Si la vitre constitue bien l’écran de visualisation elle ne vient pas faire obstacle pour les arrière-fonds comme peuvent l’être les supports opaques (papiers, toiles, murs) pour les peintres. Le mot posé ne clôt pas non plus le paysage, il ouvre la pensée pour une projection mentale du spectateur à partir de sa psychologie personnelle et de sa culture. Dans cette configuration décontextualisée le mot représente bien plus que lui-même. Si les lettres sont des éléments réels, on en veut pour preuve que parfois ils portent ombres, les mots qu’elles forment ne constituent pas par eux-mêmes des écrans. Bien au contraire il y a lieu de dépasser leur illusoire signification première pour accéder à leur portée symbolique. Leur objectivité constituée appelle à une traversée dans laquelle l’apparente absence de subjectivité de l’auteur laisse le regardeur libre de s’engager vers des significations personnelles.

Du fait de leur épaisseur (accentuée par le gaufrage de leur surface qui accroche la lumière), ces mots existent en tant qu’objet physique ; ils constituent autant d’éléments attractifs. Ils font image pour prendre place dans une autre image. Dès lors l’œil est incité à passer d’une image à l’autre sans qu’il y ait confusion. La vitre qui ne se voit presque pas, seuls quelques reflets rappellent son existence, est bien le lieu où l’image textuelle prend lieu.

Ce dispositif peut faire écho à un autre aspect de son travail, pictural cette fois-ci, qu’il avait réalisé en 2016 à l’espace Dar El Kitab à Casablanca en recouvrant de mots à l’aide de pochoirs la totalité des murs. La légère variation du blanc satiné des mots sur le blanc mat des murs fait vivre les mots Ce qui renvoie aussi à cet autre territoire que Mohamed Rachdi explore l’artiste : les écrans de smartphones, de tablettes de lecture ou autres ordinateurs, à travers les multiples publications qu’il opère sur les réseaux sociaux, où les mots apparaissent et disparaissent sans cesse.
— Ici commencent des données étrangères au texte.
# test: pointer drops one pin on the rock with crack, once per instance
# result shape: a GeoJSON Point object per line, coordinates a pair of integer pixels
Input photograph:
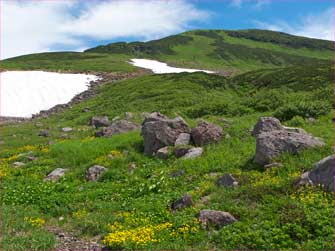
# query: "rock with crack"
{"type": "Point", "coordinates": [206, 133]}
{"type": "Point", "coordinates": [117, 127]}
{"type": "Point", "coordinates": [159, 131]}
{"type": "Point", "coordinates": [193, 153]}
{"type": "Point", "coordinates": [183, 139]}
{"type": "Point", "coordinates": [100, 121]}
{"type": "Point", "coordinates": [183, 202]}
{"type": "Point", "coordinates": [55, 175]}
{"type": "Point", "coordinates": [215, 218]}
{"type": "Point", "coordinates": [163, 153]}
{"type": "Point", "coordinates": [95, 172]}
{"type": "Point", "coordinates": [273, 139]}
{"type": "Point", "coordinates": [322, 173]}
{"type": "Point", "coordinates": [227, 181]}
Le mot posé sur l’écran transparent constitue une image-autre, avec un « coefficient interprétatif » propre à beaucoup d’images iconiques. La portée signifiante du mot est laissée libre au spectateur en fonction de sa culture et sa subjectivité. Connaître les significations qui ont pu être celles de Mohamed Rachdi importe moins que de donner libre cours chacun à nos propres projections. C’est d’ailleurs ainsi que réagissent les visiteurs virtuels dont on peut comprendre dans les commentaires sur la page de Facebook où, comme disent les psychanalystes, ils associent librement. Chacun de ces mots solitaires deviennent à leur tour autant de lieux écrans de projection mentale. L’approche personnelle et culturelle du mot concentre l’intérêt par-delà le paysage de la ville pourtant lui aussi riche d’histoire et de cultures diverses. Sur cet écran doublement chargé chacun se fait son cinéma. La vitre-écran devient le lieu de l’accroche qui va permettre par-delà les mots lus une possible ouverture vers quelques transferts, transports, translations.

On constate plusieurs types d’arrêts dans chacune de ces images : la photographie fige l’instant du paysage avec sa lumière et le mot marque une pause, une halte, une stase pour un autre départ vers une autre voie.

Ne pas oublier que ces installations ont été créées pendant le confinement. Le mot et la vitre écran concrétisent la séparation et la protection entre le lieu d’habitation et le vaste monde à la fois attirant et, en ces temps de pandémie, potentiellement inquiétant. Ces protections transparentes ne sont pas sans rappeler les écrans de plexiglas qui servent à protéger clients et commerçants en ces temps troublés. Ici aussi la vitre est une surface d’arrêt qui, sans rien masquer, protège le lieu de vie sujet d’un monde enchanteur mais menaçant. Chaque mot sert d’embrayant pour une relation ouverte avec les amis lecteurs par-delà les barrières et frontières que les circonstances sanitaires ont imposées. En témoignant esthétiquement de l’esprit du lieu et des ouvertures potentielles du langage ces écrans affirment que l’espoir reste.